Just spent a rather criminally waste of time advocating for a guy at New Zealand’s Capital Coast District Health Board (CCDHB) Addiction Services (Addict DisServices).
There a whole heap of errors and facts that could be argued in their statements of reasoning as to why they have taken all take home doses away from this pensioner with cancer and sharp pains in his lower abdomen. Pain in lower abdomen after having HEP C for twenty years, liver cancer, radiation, chemotherapy and open operations? Wow. Surprising much?
He wants to reduce off methadone, as long as sevredol (MST) or other concoctions are available as the need is required for his acknowledged pain management.

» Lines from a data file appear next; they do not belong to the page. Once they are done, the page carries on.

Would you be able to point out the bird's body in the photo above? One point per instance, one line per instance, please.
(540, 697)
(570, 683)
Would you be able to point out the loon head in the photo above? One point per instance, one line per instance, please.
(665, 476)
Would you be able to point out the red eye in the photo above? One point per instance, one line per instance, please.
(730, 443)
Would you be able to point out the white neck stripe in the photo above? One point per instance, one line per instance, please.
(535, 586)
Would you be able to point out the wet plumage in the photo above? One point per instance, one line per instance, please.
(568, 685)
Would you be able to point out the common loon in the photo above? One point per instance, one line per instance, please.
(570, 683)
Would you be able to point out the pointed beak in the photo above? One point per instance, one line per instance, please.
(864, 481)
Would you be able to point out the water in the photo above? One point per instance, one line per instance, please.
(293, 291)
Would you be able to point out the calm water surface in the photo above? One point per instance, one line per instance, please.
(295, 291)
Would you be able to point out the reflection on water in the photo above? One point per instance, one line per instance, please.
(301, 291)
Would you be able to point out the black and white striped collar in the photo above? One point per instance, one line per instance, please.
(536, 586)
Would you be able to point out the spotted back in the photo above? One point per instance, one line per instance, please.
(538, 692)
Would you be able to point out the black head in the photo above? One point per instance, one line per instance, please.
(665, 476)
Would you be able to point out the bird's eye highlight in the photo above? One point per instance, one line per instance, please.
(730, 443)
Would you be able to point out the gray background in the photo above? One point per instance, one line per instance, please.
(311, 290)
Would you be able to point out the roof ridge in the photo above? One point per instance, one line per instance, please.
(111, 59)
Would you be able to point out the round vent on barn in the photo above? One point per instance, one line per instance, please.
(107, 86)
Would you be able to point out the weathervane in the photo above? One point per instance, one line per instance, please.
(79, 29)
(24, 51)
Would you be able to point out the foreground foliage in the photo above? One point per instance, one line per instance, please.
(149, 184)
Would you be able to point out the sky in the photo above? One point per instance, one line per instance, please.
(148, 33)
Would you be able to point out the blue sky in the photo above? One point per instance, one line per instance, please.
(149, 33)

They will not have a bar of it.
When discussing the fact that people cannot just jump off methadone as it does not work (their words, not mine) the subject of me came up. They were saying no one has been successful, it is highly not recommended, etc etc etc. A few points I could take issue with there.
ONE OF THEM BEING
NO ONE HAS JUST JUMPED OFF AND BEEN “SUCCESSFUL”.
Their definitions of “successful”, “recovery”, “addiction” and “service user input” are very different from mine.
Their definition of “NO ONE” is pretty clear.
But, wait on, I jumped off pretty much 80mg’s every day a year and a half ago.
I did. You can read about it on the worlds shittest blog. Day 13 was hard. Day 500 not so much.
The good doctor, Sarah B, then looked interested (for first time since we walked in) and told me I should join the methadone waiting list to get on the program myself.
I laughed.
I commented about her being funnier than Lenny Henry.
I think I hid my anger at the stupidity of the situation well.
Unfortunately my friend would not give them a piss test as he had been to the toilet, is a pensioner, and an old man. If he does not want to, or is not able to, give a piss test a simple advocate such as myself is not going to sway him.
I would have given them one myself. I even offered to. They obviously think everyone is on drugs. The amount of information they twist and distort without anyone ever noticing (…. ooops … cat is out the bag now…. !)
Seriously —- offering me a place on the methadone programme without any diagnosis other than my own verbal assurances I had stopped taking a lot of methadone last year. No worries about my arthritis in spine. No worries about equine cordia. No worries about ADHD. No worries about the facts I don’t use opiates, alcohol, benzo’s.,….. No worries at all.
“HEY, EVEN THOUGH YOU ARE NOT ON DRUGS,
HAVE NO DEPENDENCE ISSUES…
THE RATE OF “FAILURE” IS SO HIGH WE ARE
ADVISING YOU TO GET ON METHADONE.”
CCDHB ADDICTION SERVICE, Nov 2014
amazeballs
That way they get to keep their funding and probably keep “addiction” in the medical model. But seriously, if recovery means WORK and SOCIAL and FAMILY goals, then we could be on dangerous ground.
Recovery is what the user wants it be. My life, in some ways, would benefit from large scale opiate use. I would take up long distance running, start working as a builder again and have dreams of becoming the worlds oldest and most arthritic pro footballer.
Maybe they really need to start looking at service user happiness.
Maybe they should read some Bruce K Alexander and Gabor Mate.
And work very hard on their definition of “failure”.